Why this matters for finance AI
This paper provides the mechanistic explanation for an empirical pattern I keep running into. DocFinQA collapsed on long SEC filings. IRCoT and FLARE both retrieve multiple passages and concatenate them before reasoning. Every RAG pipeline I've looked at in a finance context dumps retrieved passages sequentially into the prompt and hopes the model will attend to the right one.
The implication for Beancount agents is concrete. If an agent retrieves ten ledger entries as context, the entries in positions 3–7 are at highest risk of being ignored or hallucinated around. This is not a retrieval problem — it is a presentation problem. Two responses follow from this paper: either put the most diagnostically relevant entries first (and last), or don't concatenate at all and reason over one passage at a time.
The finding also complicates the long-context-LLM narrative. Every quarter a new model announces a larger context window. This paper says the window being long doesn't mean what you think it means if you are uniformly distributing evidence across it. A 128K-context model that buries the relevant transaction in position 60K is worse than a 4K-context model that retrieves precisely the right passage.
For write-back safety, the implications are uncomfortable: if the model is asked to summarize a ledger session and the relevant "do not post this transaction" policy rule appears in the middle of a long system prompt, the model may act as though it never read that rule.
What to read next
- "Found in the Middle: How Language Models Use Long Contexts Better via Plug-and-Play Positional Encoding" (Zhang et al., arXiv:2403.04797) — proposes Multi-scale Positional Encoding (Ms-PoE) as a training-free fix via RoPE scaling; claims up to 3.8-point improvement on Zero-SCROLLS, directly addressing the U-curve.

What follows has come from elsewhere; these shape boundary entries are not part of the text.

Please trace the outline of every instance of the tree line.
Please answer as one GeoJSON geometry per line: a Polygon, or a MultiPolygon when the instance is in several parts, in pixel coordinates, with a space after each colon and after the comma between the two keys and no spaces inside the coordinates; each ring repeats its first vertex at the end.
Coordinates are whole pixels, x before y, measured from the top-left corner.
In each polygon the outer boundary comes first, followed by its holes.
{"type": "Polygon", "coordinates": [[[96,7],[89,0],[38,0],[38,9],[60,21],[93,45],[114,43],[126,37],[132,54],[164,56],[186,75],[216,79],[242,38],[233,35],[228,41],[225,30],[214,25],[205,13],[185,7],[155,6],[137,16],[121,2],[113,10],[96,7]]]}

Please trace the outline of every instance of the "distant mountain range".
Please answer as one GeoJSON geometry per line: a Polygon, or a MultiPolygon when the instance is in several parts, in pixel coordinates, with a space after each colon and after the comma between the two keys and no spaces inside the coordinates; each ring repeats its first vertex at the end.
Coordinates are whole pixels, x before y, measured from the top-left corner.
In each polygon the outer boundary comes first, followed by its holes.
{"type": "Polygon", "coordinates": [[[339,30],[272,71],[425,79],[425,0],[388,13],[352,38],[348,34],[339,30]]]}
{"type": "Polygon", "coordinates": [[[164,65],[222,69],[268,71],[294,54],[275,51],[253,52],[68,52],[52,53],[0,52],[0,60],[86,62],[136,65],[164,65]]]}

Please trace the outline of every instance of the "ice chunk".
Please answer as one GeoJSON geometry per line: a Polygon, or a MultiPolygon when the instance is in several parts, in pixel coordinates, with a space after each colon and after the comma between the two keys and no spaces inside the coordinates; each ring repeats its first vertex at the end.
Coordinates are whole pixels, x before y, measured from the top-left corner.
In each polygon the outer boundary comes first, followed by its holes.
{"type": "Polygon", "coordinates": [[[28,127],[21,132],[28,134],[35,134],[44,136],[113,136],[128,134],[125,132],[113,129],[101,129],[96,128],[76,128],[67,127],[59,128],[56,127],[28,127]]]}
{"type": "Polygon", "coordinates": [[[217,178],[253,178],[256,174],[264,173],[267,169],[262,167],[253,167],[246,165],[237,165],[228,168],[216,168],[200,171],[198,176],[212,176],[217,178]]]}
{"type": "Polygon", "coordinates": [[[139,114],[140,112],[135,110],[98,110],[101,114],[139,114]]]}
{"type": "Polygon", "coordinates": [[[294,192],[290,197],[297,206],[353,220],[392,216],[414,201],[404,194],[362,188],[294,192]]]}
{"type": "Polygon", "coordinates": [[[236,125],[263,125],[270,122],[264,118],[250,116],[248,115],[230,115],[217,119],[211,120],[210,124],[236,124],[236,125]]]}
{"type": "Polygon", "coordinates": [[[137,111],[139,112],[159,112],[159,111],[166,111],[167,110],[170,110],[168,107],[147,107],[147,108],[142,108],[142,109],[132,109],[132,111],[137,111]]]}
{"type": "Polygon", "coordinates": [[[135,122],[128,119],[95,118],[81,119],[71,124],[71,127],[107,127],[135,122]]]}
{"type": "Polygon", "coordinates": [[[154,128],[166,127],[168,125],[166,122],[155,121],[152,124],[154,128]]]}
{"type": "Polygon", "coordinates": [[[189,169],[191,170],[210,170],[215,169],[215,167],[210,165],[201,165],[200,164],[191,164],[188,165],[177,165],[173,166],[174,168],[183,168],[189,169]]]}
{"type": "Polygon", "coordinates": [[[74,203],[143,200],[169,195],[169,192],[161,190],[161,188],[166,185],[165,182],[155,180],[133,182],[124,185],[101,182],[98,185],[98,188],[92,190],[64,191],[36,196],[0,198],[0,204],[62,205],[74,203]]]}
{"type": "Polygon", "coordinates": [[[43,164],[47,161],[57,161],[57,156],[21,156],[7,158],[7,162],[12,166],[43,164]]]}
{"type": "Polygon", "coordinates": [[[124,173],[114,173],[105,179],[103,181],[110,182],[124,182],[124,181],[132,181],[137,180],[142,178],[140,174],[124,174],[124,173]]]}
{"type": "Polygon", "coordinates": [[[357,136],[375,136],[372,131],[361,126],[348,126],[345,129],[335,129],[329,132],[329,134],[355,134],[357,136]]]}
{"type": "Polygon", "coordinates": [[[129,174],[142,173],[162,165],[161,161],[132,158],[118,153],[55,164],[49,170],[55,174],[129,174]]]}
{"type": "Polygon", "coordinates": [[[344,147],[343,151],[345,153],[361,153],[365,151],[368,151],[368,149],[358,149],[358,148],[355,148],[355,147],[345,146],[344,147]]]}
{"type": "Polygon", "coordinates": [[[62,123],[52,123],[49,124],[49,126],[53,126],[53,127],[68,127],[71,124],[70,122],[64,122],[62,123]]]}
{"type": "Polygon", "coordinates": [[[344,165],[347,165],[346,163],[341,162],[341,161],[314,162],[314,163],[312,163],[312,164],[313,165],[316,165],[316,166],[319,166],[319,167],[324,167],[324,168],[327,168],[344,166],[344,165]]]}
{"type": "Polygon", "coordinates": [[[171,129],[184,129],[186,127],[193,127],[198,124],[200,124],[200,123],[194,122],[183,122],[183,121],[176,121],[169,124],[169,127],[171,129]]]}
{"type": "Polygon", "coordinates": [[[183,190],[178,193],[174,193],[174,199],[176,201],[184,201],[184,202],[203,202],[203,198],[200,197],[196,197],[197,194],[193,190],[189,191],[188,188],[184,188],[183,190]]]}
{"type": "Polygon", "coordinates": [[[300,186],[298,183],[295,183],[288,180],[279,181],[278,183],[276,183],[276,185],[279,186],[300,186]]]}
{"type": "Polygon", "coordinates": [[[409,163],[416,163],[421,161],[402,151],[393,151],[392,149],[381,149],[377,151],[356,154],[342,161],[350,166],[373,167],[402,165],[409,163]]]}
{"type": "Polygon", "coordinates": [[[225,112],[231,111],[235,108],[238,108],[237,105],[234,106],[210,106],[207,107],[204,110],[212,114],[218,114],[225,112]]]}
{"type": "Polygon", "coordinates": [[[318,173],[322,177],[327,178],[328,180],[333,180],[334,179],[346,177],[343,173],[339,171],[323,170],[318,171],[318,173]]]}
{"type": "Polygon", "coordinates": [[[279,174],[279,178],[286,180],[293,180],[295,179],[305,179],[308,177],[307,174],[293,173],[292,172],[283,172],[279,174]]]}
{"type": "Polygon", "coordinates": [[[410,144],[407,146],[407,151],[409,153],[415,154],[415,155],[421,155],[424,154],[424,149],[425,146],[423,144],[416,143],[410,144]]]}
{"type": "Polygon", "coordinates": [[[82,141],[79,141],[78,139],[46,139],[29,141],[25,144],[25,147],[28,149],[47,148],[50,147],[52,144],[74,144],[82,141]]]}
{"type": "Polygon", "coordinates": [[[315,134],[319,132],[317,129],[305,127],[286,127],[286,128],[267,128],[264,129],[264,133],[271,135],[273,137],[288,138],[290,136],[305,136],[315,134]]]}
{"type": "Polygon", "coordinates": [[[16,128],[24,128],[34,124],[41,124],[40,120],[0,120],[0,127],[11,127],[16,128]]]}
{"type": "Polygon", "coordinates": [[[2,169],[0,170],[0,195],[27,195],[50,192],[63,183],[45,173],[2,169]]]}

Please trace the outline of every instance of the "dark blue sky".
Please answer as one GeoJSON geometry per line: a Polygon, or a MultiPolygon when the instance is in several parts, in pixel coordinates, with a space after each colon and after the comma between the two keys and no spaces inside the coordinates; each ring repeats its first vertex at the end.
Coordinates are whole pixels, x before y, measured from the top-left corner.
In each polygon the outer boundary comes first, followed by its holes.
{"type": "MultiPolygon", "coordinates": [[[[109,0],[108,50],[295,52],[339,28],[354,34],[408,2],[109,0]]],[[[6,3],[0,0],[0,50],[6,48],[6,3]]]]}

- "Never Lost in the Middle: Mastering Long-Context Question Answering with Position-Agnostic Decompositional Training" (arXiv:2311.09198) — takes the opposite approach and trains the model to be explicitly position-agnostic; the comparison with Ms-PoE clarifies whether fine-tuning or inference-time tricks are the better lever.
- "Mitigate Position Bias in Large Language Models via Scaling a Single Dimension" (arXiv:2406.02536) — identifies the specific positional hidden states dimension responsible for the bias and scales it without retraining; the most surgical fix proposed so far, relevant to deploying existing models without retraining.